Arbeitnehmerempfang wird für Kraft zum Spießrutenlauf

23. April 2013 | Themenbereich: Gewerkschaft der Polizei, Interessenvertretungen, Nordrhein Westfalen | Drucken

Normalerweise gehört der Arbeitnehmerempfang, zu dem Ministerpräsidentin Hannelore Kraft (SPD) im Vorfeld des 1. Mai traditionell verdiente Gewerkschafter einlädt, zu den angenehmen Pflichtterminen. In diesem Jahr war das anders: Weil die rot-grüne Landesregierung den Tarifabschluss nicht auf die Beamtinnen und Beamten übertragen will, haben 1500 verärgerte Gewerkschaftsmitglieder am 22. April der Ministerpräsidentin vor dem Hammer Maximilianpark einen gebührenden Empfang bereitet. Darunter waren erneut etliche GdP-Mitglieder, vor allem aus den Kreisgruppen Recklinghausen, Bochum, Hamm und Münster.

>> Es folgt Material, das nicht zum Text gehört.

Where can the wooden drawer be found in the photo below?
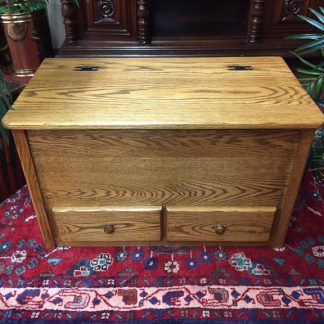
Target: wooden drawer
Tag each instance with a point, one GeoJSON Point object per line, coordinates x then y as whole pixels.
{"type": "Point", "coordinates": [107, 224]}
{"type": "Point", "coordinates": [241, 224]}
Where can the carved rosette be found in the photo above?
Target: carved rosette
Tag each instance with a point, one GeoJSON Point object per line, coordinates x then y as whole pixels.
{"type": "Point", "coordinates": [106, 10]}
{"type": "Point", "coordinates": [143, 22]}
{"type": "Point", "coordinates": [70, 20]}
{"type": "Point", "coordinates": [255, 20]}
{"type": "Point", "coordinates": [291, 9]}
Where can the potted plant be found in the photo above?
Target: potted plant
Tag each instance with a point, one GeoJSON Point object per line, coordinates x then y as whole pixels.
{"type": "Point", "coordinates": [312, 77]}
{"type": "Point", "coordinates": [27, 32]}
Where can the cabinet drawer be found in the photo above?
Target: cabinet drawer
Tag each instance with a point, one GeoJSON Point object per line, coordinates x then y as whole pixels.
{"type": "Point", "coordinates": [237, 224]}
{"type": "Point", "coordinates": [107, 224]}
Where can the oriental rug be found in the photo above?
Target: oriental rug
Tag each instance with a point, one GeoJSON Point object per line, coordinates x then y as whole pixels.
{"type": "Point", "coordinates": [161, 284]}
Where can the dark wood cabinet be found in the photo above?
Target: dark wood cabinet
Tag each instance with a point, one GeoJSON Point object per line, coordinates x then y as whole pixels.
{"type": "Point", "coordinates": [183, 27]}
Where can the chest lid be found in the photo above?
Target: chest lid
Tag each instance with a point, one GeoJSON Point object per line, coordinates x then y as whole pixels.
{"type": "Point", "coordinates": [168, 93]}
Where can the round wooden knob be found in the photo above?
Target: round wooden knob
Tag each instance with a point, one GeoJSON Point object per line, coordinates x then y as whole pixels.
{"type": "Point", "coordinates": [219, 229]}
{"type": "Point", "coordinates": [109, 228]}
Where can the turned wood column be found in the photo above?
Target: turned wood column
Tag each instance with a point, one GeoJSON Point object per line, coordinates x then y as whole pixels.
{"type": "Point", "coordinates": [70, 20]}
{"type": "Point", "coordinates": [256, 14]}
{"type": "Point", "coordinates": [5, 59]}
{"type": "Point", "coordinates": [143, 21]}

Eine Antwort, wie die rot-grüne Landesregierung den von ihr begangenen Wortbruch heilen und wieder einen Schritt auf die Gewerkschaften zugehen will, blieb die Ministerpräsidentin nicht nur den zahlreichen Demonstranten schuldig, sondern auch später im Saal den Teilnehmern des Arbeitnehmerempfangs. Das gilt auch für Innenminister Ralf Jäger (SPD), der sich am gleichen Tag beim Präventionstag in Bielefeld 300 verärgerten Beamten gegenüber sah. Auch darunter waren, wie auch bei einer Protestaktion am gleichen Tag in Düsseldorf, erneut zahlreiche GdP-Mitglieder. Jäger, der in der Vergangenheit stets das Gespräch mit den Kolleginnen und Kollegen gesucht hat, wenn er auf Polizisten getroffen ist, verschwand wortlos im Saal. Auch das ist ein Zeichen, wie blank die Nerven bei führenden Vertretern der rot-grünen Landesregierung inzwischen liegen.

GdP-Landesvorsitzender Arnold Plickert kündigte in Hamm an, dass die GdP ihren Widerstand gegen den von Rot-Grün beabsichtigten Wortbruch bis zur Bundestagswahl am 22. September fortsetzen wird. Die nächsten größeren Aktionen sind am 1. Mai während des Auftritts von Spitzenpolitikern der Regierungskoalition bei den Mai-Kundgebungen des DGB geplant, und am 15. Mai in Düsseldorf, wenn der rot-grüne Gesetzentwurf in erster Lesung im Landtag beraten wird.